To those who believe Roger Moore was the best Bond (and they are out there), let me say: Fuck you. No, seriously. Fuck you.

With a staggering seven films to his Bond résumé, Moore, unfortunately, holds the record for most 007 outings – unless Connery’s unofficial and unfortunate Never Say Never Again is counted, in which case they’re tied. Never Say Never Again was an off-brand Bond, basically a remake of Thunderball by a different studio, and it sucked pretty hard. Still, I’m going to count it just so Moore won’t have the edge on St. Sean.

Yes, Moore has seven Bond films to his credit. Of those seven, one (For Your Eyes Only) is actually a superior spy film, but fully three (Live and Let Die, The Spy Who Loved Me, A View to a Kill) feature theme songs that are far better than the movies themselves.
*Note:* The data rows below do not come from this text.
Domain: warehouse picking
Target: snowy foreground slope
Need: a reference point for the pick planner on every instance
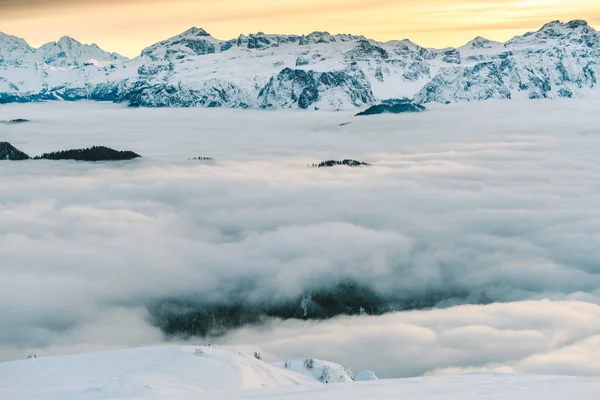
(316, 71)
(218, 373)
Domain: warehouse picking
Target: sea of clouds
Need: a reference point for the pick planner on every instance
(495, 202)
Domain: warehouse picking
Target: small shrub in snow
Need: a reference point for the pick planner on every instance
(309, 363)
(349, 372)
(366, 376)
(325, 376)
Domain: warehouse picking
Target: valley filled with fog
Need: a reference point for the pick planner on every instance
(469, 244)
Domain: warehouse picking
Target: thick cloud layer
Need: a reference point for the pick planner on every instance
(463, 205)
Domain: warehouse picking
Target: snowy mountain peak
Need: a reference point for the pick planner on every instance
(313, 71)
(194, 31)
(68, 52)
(480, 42)
(14, 50)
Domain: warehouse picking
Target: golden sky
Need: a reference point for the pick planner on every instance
(127, 26)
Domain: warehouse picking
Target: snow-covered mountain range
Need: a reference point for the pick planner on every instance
(316, 71)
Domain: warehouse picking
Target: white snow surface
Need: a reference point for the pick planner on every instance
(336, 373)
(174, 372)
(144, 373)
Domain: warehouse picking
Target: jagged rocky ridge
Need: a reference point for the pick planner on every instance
(11, 153)
(346, 162)
(392, 106)
(316, 71)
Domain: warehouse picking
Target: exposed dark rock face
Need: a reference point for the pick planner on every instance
(348, 163)
(392, 108)
(11, 153)
(95, 153)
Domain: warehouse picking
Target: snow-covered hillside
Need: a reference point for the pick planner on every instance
(316, 71)
(184, 373)
(141, 373)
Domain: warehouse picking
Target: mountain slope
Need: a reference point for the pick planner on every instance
(141, 373)
(178, 373)
(316, 71)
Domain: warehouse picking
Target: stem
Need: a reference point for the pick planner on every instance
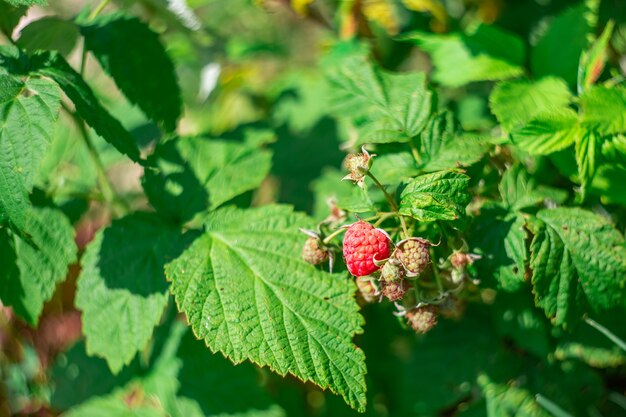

The remaining three just suck all around.


Above: Fuck you, man. Just fuck you.

Moore’s Bond suffered from lousy, jokey scripts that favored bad puns and stupid slapstick over action. In previous years, other films had tried to imitate the Bond pictures. Now Bond consciously aped other films. Moore’s films featured chases between Bond and a lowbrow Southern sheriff, an obvious nod to the CB-and-trucker craze epitomized by movies like Smokey and the Bandit. After the success of Star Wars, Ian Fleming’s novel about nuclear missiles, Moonraker, was retooled into an idiot space opera. The franchise missed no opportunity to degrade itself. Case in point: The Man with the Golden Gun (widely considered to be the worst Bond film ever), in which an admittedly incredible stunt – a car jump featuring a midair corkscrew twist – is accompanied by a slide-whistle sound effect! A fucking slide-whistle!
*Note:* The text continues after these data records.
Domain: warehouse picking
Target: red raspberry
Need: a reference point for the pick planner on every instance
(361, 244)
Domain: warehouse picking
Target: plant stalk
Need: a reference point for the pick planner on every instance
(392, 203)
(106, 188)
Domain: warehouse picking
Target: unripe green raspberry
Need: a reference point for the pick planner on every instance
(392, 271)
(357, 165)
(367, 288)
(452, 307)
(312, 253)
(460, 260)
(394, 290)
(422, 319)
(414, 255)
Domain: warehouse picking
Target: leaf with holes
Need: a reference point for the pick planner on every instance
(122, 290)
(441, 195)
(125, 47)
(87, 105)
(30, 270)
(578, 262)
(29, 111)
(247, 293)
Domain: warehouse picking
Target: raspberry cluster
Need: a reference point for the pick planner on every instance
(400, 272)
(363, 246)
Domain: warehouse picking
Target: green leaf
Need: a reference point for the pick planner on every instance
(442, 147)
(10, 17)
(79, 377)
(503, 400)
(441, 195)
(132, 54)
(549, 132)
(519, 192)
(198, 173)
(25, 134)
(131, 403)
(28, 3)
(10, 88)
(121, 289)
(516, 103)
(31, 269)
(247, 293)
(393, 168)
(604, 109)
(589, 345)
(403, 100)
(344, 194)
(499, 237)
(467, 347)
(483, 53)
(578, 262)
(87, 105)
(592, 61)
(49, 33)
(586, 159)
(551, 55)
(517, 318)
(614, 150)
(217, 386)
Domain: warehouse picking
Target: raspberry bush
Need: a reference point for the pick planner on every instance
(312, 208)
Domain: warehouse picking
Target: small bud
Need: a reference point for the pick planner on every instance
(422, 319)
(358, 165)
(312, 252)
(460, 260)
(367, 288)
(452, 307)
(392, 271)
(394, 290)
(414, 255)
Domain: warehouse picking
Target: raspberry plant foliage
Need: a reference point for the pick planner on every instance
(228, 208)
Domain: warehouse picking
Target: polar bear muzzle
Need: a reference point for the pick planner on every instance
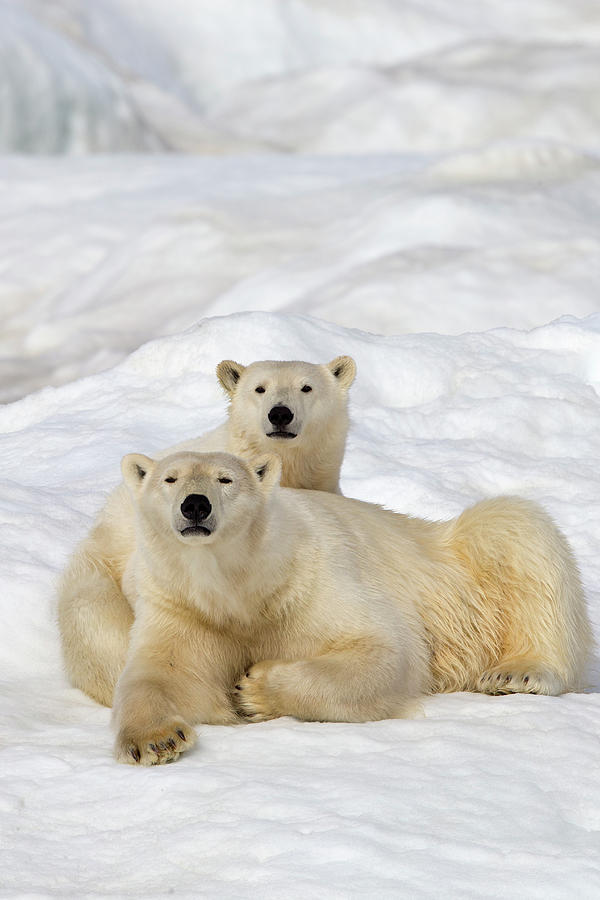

And unlike Dalton, a serious Bond trapped in a sub-par movie, Moore aided and abetted the degradation. His read of the character was that Bond was more a lover than a fighter. His Bond was a guy who would much rather sit around sipping Cognac and making boner jokes than, I don’t know, actually go out and save the damn world. You always got the impression that Moore’s 007 felt that spying was an unwelcome interruption from his actual job, which was apparently being a douchebag of the first water.

Greatest liability: He was not smothered at birth.

Greatest asset: Now too old to ever, ever make another Bond film.

So there you have it. I realize that anyone who ranks the various Bonds is bound to generate controversy among 007 aficionados, and I welcome dissenting opinions. Except about Roger Moore. What a douche.

2 comments:

Colonel Trautman said...

What about Woody Allen and David Niven? Or Neil Connery?

Rabo Karabekian said...

Niven, Woody Allen and Neil Connery don't count because they were not in official EON Productions pictures. Were I ranking them, however, I'd put them between Dalton and Moore.